Every 7 years the Methodist Church gives its ministers a 3 month sabbatical.
The following is a report of how Revd Nicola Vidamour, Superintendent minister from the Newham Circuit, spent hers:
In January I spent two weeks with Muslim friends in Oman. This was a hugely important visit in terms of forging what I am now confident will be a deep and lasting relationship out of something which had felt very fragile. It has also had an effect on my prayer life. Since coming back, I have downloaded an Adhan (Call to Prayer) App onto my mobile phone which goes off five times a day! I have worked out a way of praying the Lord’s Prayer using the same body language as Muslims do.
Using my body more in prayer is something which came out of the Enneagram Course I attended at Emmaus House, Bristol in February. I can highly recommend both the venue and the course itself. I both laughed and cried as I recognised myself in my type! I was helped not only to face my shadow side but to find ways of living with it creatively.
I started the Ignatian Retreat in Daily Life last September and have continued to see my Spiritual Director in Hackney every fortnight throughout my sabbatical. It is amazing how the themes of the retreat have overlapped so much with what I have been experiencing in my daily life! I have learnt ways of discerning (especially when making big decisions and choices) and of loving and being loved which will continue to be a source of strength for me in the future.
I have also spent some time thinking about what it will mean for me to become Superintendent of my current Circuit in September! I have had some really helpful conversations with a number of people about this – including Hans Vaxby (who came to do my job for me in January) and David Deeks (whom I met up with whilst I was in Bristol). I have also read some books about church leadership and can particularly recommend Hit the Ground Kneeling by Stephen Cottrell and In the name of Jesus by Henri Nouwen.
I have also benefitted from a holiday in Cyprus, watching two stunning performances in one day by the Royal Shakespeare Company in Stratford upon Avon, going to the gym, reading novels, watching films, spending time with my family and friends and attending different churches on Sundays.
I return to work feeling renewed and refreshed and so grateful for what can only be described as pure gift!
I returned to work about a month before Easter – and my initial goal (as it is every year) was to make it to Easter and then take a break and a deep breath before launching into the final quarter of the year. A few days after Easter, I became unwell and ended up spending most of May ill in bed.
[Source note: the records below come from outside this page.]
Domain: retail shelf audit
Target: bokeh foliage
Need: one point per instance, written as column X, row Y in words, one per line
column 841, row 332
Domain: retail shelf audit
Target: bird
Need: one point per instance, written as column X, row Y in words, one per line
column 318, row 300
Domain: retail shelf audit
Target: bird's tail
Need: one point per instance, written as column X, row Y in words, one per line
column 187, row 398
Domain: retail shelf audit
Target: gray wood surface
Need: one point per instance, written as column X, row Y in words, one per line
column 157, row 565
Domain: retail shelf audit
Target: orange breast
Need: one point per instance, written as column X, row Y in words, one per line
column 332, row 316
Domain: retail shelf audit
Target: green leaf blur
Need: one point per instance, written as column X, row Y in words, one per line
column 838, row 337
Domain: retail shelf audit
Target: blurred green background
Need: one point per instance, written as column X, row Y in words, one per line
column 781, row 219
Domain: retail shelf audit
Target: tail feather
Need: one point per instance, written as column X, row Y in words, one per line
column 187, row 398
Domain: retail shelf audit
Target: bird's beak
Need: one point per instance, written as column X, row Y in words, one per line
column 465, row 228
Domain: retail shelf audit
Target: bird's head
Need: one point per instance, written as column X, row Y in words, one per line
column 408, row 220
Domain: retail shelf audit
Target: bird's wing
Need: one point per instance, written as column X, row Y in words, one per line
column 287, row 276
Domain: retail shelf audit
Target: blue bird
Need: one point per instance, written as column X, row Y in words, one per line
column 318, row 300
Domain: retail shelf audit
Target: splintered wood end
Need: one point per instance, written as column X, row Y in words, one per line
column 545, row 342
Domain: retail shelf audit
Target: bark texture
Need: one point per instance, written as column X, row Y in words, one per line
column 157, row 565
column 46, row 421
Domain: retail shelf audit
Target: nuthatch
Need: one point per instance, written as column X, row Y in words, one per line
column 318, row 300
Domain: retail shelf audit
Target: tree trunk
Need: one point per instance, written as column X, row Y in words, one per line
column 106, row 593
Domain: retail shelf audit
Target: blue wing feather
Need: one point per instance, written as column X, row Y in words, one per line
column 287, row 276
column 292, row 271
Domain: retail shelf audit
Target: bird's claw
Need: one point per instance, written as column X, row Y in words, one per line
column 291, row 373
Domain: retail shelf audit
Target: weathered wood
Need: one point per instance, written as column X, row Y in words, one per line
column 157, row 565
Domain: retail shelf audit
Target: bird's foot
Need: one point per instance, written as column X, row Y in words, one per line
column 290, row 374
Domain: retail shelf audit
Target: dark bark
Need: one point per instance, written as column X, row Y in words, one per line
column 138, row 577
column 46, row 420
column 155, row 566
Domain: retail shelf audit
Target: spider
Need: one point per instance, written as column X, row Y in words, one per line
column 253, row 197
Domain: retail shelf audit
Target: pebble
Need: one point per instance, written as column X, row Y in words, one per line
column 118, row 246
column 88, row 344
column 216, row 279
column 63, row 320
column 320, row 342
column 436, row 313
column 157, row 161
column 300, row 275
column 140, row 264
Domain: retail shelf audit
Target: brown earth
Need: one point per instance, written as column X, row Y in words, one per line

I was very cross with myself! I thought that I had established a life-giving and sustainable rhythm and balance during and following my sabbatical – but this lengthy period of sick leave took away all my confidence and I felt that I was a failure and not cut out for ministry. The first thing I did when I felt well enough to turn on my computer was to write the liturgy for the service I was planning to have on Aug 31st to “launch” me as Superintendent and celebrate 25 years since I started preaching. This was an incredibly healing and restorative exercise and, once I had done this, I was able to return to work with assurance and joy.
One of the lasting impacts of my sabbatical on my life and my ministry has been praying the Lord’s Prayer four or five times a day using the same body language as Muslims do. I no longer do this in response to the app on my phone (after some embarrassing instances when it went off in appropriate places!) but I have developed my own pattern of daily prayer. Touching my forehead to the ground as I say “Our Father, who art in heaven, hallowed be thy name” has enabled me to re-centre and re-focus on the source and end of all that is at different stages throughout the day. Turning my head to the left and the right at the end of the prayer and saying “Peace be with you” to people I know who live in that direction and for whom I feel called to pray is also having a powerful effect – especially when I have just received a difficult email from someone!
I am still living with glandular fever and still have to be very strict with myself about not getting back into bad habits – such as checking my emails after coming home from an evening meeting or working through the day without taking a significant break. I am still learning - but I know that my sabbatical brought me to a better place and is enabling me to stay there more frequently than I was before!